Two investors in a legal spat with businessman Andy Ong have won a court order to place nearly half of the $203 million sale proceeds of Singapore's Big Hotel in trust or "escrow".
The order bars the hotel's holding company, ERC Unicampus, and its directors including Mr Ong, from disposing of the $100 million in escrow. It is pending the outcome of a court hearing on Thursday to decide if the money should stay in escrow until the shareholders agree on how to divvy up the funds.
But the order allows for the payment of conveyancing costs and taxes related to the sale. These include bank loans of more than $80 million and trade bills.
The order was obtained on Tuesday - the day the sale of the 308-room Middle Road property to Hong Kong private equity group Gaw Capital Partners was completed. The investors - Mr Ho Shun Yau, 67, and Mr Yap Chew Loong, 62 - cited risks that the proceeds could be disposed of before the court hearing.

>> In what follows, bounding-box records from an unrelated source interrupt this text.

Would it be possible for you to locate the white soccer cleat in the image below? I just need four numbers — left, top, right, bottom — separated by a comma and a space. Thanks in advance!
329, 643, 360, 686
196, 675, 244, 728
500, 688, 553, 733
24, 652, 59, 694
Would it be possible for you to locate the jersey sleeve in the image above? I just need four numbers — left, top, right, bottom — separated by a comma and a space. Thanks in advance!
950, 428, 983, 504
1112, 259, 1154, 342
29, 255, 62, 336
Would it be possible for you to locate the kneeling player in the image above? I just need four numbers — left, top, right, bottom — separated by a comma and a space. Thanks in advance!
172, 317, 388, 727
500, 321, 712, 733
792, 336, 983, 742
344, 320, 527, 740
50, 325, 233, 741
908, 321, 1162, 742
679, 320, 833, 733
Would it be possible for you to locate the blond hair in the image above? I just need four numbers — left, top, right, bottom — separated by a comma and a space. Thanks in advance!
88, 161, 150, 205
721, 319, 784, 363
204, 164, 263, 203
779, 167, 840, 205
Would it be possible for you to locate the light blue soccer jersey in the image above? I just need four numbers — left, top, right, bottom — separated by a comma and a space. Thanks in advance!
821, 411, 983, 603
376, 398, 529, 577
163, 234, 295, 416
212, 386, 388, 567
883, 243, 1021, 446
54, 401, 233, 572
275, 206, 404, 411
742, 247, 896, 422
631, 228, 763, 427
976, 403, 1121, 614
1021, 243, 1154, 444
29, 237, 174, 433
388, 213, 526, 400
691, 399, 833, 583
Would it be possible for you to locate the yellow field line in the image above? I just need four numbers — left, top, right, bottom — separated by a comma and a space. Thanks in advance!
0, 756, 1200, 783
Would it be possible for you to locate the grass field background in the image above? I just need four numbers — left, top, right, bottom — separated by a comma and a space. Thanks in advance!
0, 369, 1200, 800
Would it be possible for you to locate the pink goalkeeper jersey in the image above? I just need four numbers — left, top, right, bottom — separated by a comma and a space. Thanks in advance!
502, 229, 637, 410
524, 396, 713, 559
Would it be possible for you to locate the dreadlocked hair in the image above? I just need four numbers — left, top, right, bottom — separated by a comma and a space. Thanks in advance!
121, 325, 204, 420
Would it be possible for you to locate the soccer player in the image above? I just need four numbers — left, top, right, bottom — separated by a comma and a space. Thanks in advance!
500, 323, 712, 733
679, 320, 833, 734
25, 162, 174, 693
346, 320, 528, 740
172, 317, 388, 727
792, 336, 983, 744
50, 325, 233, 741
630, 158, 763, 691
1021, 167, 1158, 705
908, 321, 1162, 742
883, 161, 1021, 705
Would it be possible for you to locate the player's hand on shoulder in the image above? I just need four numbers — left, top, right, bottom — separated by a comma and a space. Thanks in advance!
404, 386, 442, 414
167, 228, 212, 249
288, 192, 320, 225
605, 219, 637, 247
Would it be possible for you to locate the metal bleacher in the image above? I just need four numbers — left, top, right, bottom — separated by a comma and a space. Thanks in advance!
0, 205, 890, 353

Mr Yap, in court papers, said there were indications that ERC Holdings, a private investment company founded by Mr Ong, intends to apply the proceeds to its investments overseas, including a hotel in Vietnam, which would make it "extremely difficult, if not impossible, to recover these proceeds retroactively".
But Mr Ong, a former director of Sakae Holdings, said that there is "no real risk" that the sale proceeds will be mismanaged.
He said in court papers that ERC Unicampus has "every intention" of presenting the manner of profit distribution to the shareholders. He added that the strategy for distribution of proceeds will be presented at an extraordinary general meeting on Monday and Tuesday.
The two investors are among about 200 people who invested more than $35 million in the 16-storey hotel around five years ago.
Mr Ho and Mr Yap put their money in special purpose vehicles - called ERC Prime and ERC Prime II. These, in turn, hold stakes in ERC Unicampus, which owns the hotel.
The two investors said that the audited financial statements of ERC Unicampus have been released in a "tardy fashion" for some years, making them concerned about the manner in which the sale proceeds will be distributed.
Mr Ho said in court papers that Mr Ong had told investors that "all profits from the purchase and redevelopment of Big Hotel would be distributed equally back to the shareholders as dividends".
Ms Koh Swee Yen, a partner of WongPartnership, is representing Mr Ho and Mr Yap, while Mr Ong's lawyer is Mr Vikram Nair, a partner at Rajah & Tann.